1.20 gebruiksmogelijkheden:

de mogelijkheden om gronden en bouwwerken overeenkomstig de daaraan toegekende functie te gebruiken;

1.21 gebouw:

elk bouwwerk dat een voor mensen toegankelijke, overdekte, geheel of gedeeltelijk met wanden omsloten ruimte vormt;

1.22 hoofdgebouw:

gebouw, of gedeelte daarvan, dat noodzakelijk is voor de verwezenlijking van de geldende of toekomstige bestemming van een perceel en, indien meer gebouwen op het perceel aanwezig zijn, gelet op de bestemming het belangrijkst is;

1.23 huishouden:

persoon of groep personen die een huishouding voert, waarbij sprake is van onderlinge verbondenheid en continuïteit in de samenstelling ervan; hieronder niet begrepen bewoning in de vorm van kamerverhuur;

1.24 kampeermiddel:

een tent, een tentwagen, een kampeerauto, een caravan of een stacaravan, dan wel enig ander daarmee vergelijkbaar voertuig of onderkomen, dat geheel of ten dele is bestemd of opgericht dan wel wordt of kan worden gebruikt voor recreatief nachtverblijf;

1.25 milieusituatie:

de waarde van een gebied in milieuhygiënische zin die wordt bepaald door de mate van scheiding tussen milieugevoelige en milieubelastende functies, daarbij in het bijzonder gelet op het voorkomen dan wel beperken van hinder door geur, stof, geluid, gevaar, licht en/of trilling;

1.26 overkapping:

elk bouwwerk, geen gebouw zijnde, dat een overdekte ruimte vormt zonder dan wel met ten hoogste één wand;

1.27 peil:
  • voor een bouwwerk, waarvan de hoofdtoegang direct aan de weg grenst: de bouwhoogte van de weg ter plaatse van die hoofdtoegang;
  • voor een bouwwerk, waarvan de hoofdtoegang niet direct aan de weg grenst: de bouwhoogte van het terrein ter plaatse van die hoofdtoegang bij voltooiing van de bouw;
1.28 productiegebonden detailhandel:

detailhandel in goederen die ter plaatse worden vervaardigd, gerepareerd en/of toegepast in het productieproces, waarbij de detailhandelsfunctie ondergeschikt is aan de productiefunctie;

1.29 seksinrichting:

een voor het publiek toegankelijke besloten ruimte waarin bedrijfsmatig, of in de omvang alsof zij bedrijfsmatig was, seksuele handelingen worden verricht, of vertoningen van erotisch/pornografische aard plaatsvinden;

Onder een seksinrichting wordt in ieder geval verstaan: een prostitutiebedrijf, alsmede een erotische-massagesalon, een seksbioscoop, een seksautomatenhal, een sekstheater of een parenclub, al dan niet in combinatie met elkaar;

1.30 straat- en bebouwingsbeeld:

de stedenbouwkundige waarde van een gebied die wordt bepaald door de mate van samenhang in aanwezige bebouwing.

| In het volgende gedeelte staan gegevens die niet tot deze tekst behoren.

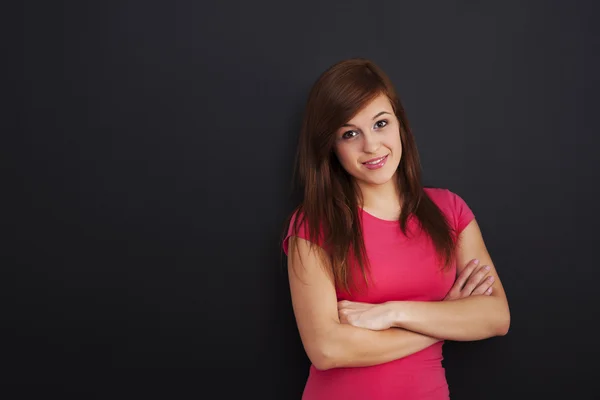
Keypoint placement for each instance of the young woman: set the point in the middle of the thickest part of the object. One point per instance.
(381, 269)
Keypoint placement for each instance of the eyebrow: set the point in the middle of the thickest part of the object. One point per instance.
(379, 114)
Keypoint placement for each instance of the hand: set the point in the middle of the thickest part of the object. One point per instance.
(471, 281)
(376, 317)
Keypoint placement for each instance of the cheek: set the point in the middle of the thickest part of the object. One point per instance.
(345, 154)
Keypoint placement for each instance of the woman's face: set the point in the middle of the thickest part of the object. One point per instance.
(368, 146)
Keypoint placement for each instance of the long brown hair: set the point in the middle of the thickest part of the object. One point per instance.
(330, 209)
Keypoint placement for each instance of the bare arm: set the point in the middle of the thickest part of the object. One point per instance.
(469, 318)
(327, 342)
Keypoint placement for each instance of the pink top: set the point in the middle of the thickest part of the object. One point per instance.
(402, 269)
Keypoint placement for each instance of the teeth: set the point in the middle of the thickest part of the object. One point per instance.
(376, 161)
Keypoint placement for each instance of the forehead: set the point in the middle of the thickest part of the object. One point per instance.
(374, 107)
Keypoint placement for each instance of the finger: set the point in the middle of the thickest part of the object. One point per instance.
(475, 280)
(465, 274)
(484, 286)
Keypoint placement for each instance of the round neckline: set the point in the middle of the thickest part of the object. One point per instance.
(394, 222)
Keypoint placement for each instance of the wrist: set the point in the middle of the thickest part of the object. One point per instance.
(395, 313)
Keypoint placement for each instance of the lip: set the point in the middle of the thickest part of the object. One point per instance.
(381, 162)
(377, 158)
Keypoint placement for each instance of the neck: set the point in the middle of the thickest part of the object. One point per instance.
(381, 199)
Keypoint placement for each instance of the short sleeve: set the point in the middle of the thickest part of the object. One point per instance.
(463, 215)
(303, 233)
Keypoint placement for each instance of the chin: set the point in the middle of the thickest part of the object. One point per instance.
(377, 181)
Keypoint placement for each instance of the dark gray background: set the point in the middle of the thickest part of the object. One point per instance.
(149, 177)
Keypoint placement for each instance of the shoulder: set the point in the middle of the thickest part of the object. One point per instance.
(299, 226)
(452, 205)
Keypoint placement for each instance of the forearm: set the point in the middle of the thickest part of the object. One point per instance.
(349, 346)
(469, 318)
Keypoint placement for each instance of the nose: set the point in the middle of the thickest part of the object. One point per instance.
(370, 143)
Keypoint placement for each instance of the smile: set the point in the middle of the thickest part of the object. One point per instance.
(375, 161)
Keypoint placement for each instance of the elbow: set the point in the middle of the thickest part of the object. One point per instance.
(503, 325)
(322, 359)
(324, 356)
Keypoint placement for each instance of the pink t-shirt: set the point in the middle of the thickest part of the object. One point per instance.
(402, 269)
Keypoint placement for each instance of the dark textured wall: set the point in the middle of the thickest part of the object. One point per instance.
(149, 176)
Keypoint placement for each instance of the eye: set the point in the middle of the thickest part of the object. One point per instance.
(349, 134)
(380, 124)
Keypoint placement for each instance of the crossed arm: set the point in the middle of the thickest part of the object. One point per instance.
(357, 334)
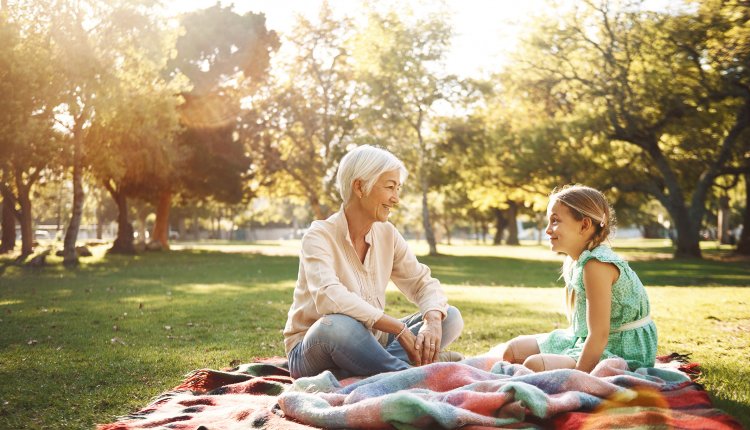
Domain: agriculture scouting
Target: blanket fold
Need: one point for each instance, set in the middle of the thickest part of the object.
(479, 392)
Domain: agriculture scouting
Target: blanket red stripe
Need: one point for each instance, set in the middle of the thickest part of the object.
(262, 395)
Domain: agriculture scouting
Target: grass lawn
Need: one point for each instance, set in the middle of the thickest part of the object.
(79, 347)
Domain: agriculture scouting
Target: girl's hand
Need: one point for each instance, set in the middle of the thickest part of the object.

De mate van samenhang wordt bepaald door de verhouding tussen bouwmassa en open ruimte, de onderlinge verhouding tussen bebouwing op het gebied van bouwhoogte en -breedte en de wijze waarop bebouwing die ruimtelijk op elkaar georiënteerd is zich tot elkaar verhoudt op het vlak van bouwvorm en ligging;

1.31 verkeersveiligheid:

de waarde van een gebied voor de veiligheid van het verkeer die wordt bepaald door de mate van overzichtelijkheid en vrij uitzicht (met name bij kruisingen van wegen en uitritten) en de (mogelijke) effecten van bebouwing en overige inrichtingselementen op de gedragingen van verkeersdeelnemers;

1.32 voorgevel:

de gevel van het hoofdgebouw die door zijn aard, functie, constructie of uitstraling als belangrijkste gevel kan worden aangemerkt;

1.33 wonen:

het huisvesten in een woning van één afzonderlijk huishouden;

1.34 woning:

een complex van ruimten, uitsluitend bedoeld voor de huisvesting van één afzonderlijk huishouden dat indien deze bestaat uit meerdere personen gebruik maakt van voor bewoning gemeenschappelijke voorzieningen, zoals keuken, toilet en douche;

1.35 woonsituatie:

de waarde van een gebied voor de woonfunctie, die wordt bepaald door de situering van om die woonfunctie liggende functies en bebouwing. Bij de bepaling van de waarde wordt in het bijzonder gelet op de daglichttoetreding, het uitzicht, de mate van privacy en het voorkomen of beperken van hinder;

1.36 zijdelingse (bouw)perceelgrens

een niet naar een weg of openbaar gebied gekeerde grens van een bouwperceel.

Artikel 2 Wijze van meten

bij de toepassing van deze regels wordt als volgt gemeten:

2.1 de bouwhoogte van een bouwwerk:

vanaf het peil tot aan het hoogste punt van een gebouw of van een bouwwerk, geen gebouw zijnde, met uitzondering van ondergeschikte bouwonderdelen, zoals schoorstenen, antennes, en naar de aard daarmee gelijk te stellen bouwonderdelen;

2.2 de goothoogte van een bouwwerk:

vanaf het peil tot aan de bovenkant van de goot, c.q. de druiplijn, het boeibord, of een daarmee gelijk te stellen constructiedeel;

2.3 de inhoud van een bouwwerk:

tussen de onderzijde van de begane grondvloer, de buitenzijde van de gevels (en/of het hart van de scheidingsmuren) en de buitenzijde van daken en dakkapellen;

2.4 de oppervlakte van een bouwwerk

tussen de buitenwerkse gevelvlakken en/of het hart van de scheidingsmuren, neerwaarts geprojecteerd op het gemiddelde niveau van het afgewerkte bouwterrein ter plaatse van het bouwwerk;

2.5 de afstand tot de zijdelingse grens van het bouwperceel

de kortste afstand vanaf enig punt van een bouwwerk tot de zijdelingse perceelgrens.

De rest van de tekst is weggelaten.